Sorry to hear about your husband’s diagnosis. I’m glad you found this group right away. There’s lots of good advice and information here, along with the compassion of others in similar situations.

Local refers to cancer in the prostate or adjacent to it. Locally advanced prostate cancer is in organs next to the prostate. It’s different than metastatic prostate cancer that has spread to distant sites, such as bones.

I think the consensus among members, and in the literature is that it is difficult to remove all the cancer through surgery, and radiation is preferred. Other members will certainly chime in.

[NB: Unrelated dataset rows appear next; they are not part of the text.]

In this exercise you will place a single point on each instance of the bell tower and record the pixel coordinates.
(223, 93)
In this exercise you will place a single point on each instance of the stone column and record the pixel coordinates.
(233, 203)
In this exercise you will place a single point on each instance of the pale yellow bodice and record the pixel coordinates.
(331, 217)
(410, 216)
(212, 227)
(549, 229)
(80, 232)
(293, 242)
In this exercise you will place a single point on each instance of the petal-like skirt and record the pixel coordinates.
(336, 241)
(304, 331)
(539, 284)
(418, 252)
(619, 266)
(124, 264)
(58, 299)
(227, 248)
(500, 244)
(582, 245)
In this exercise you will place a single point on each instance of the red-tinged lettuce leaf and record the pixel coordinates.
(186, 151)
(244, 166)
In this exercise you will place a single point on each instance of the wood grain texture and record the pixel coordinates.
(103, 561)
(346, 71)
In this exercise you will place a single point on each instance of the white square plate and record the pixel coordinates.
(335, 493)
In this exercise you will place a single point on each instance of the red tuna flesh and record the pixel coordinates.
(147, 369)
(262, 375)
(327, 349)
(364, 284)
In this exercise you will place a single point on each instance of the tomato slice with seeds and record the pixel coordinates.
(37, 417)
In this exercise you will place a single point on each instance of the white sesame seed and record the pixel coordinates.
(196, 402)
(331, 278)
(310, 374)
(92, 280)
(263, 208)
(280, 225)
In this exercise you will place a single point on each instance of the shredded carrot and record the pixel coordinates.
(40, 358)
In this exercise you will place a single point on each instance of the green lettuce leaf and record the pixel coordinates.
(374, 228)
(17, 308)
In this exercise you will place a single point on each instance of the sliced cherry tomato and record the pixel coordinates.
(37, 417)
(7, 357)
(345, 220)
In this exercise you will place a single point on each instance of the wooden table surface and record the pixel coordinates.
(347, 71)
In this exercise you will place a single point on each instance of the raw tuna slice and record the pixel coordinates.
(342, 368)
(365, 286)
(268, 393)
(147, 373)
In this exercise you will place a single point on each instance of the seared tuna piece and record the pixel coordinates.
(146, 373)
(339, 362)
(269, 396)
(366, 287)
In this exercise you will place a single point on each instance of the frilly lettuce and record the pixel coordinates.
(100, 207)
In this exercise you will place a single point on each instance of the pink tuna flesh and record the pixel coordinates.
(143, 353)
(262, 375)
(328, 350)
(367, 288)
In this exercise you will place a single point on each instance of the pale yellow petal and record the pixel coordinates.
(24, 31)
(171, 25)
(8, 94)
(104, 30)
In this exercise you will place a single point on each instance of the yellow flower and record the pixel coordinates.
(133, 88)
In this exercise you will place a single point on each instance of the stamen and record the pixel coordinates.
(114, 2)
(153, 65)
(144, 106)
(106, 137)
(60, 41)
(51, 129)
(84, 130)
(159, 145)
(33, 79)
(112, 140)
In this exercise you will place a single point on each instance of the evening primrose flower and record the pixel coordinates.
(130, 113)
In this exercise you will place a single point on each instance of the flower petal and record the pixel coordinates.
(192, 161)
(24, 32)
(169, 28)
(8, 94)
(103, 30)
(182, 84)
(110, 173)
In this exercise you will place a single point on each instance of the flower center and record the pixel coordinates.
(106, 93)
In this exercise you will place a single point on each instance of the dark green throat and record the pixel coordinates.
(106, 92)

In the majority of cases any cancer not removed by radiation or surgery can be kept at bay for years, by cutting off testosterone that the cancer needs for growth.

RRgu profile image
RRgu in reply to Javelin18

Thanks so much..you’ e helped immensely already

treedown profile image
treedown

Has he been diagnosed with cancer? What's his PSA and Gleason ? Your profile only references imaging without ref to the specifics of his disease. If in fact he has been diagnosed with Advanced Prostate cancer you will definently want to get an oncologist, possibly more than one depending on what treatment you decide on.

RRgu profile image
RRgu in reply to treedown

Yes treedown he has been dx with orostate cancer. His gleason score is 9 and PSA 15..thanks

Tall_Allen profile image
Tall_Allen

"Locally advanced" means the cancer the cancer has either penetrated into nearby organs like the bladder, the rectum, or the pelvic muscles, or there is cancer in the pelvic lymph nodes. Which is it? Both? If that were all there were, it may be curable with whole pelvic radiation and intensive hormone therapy.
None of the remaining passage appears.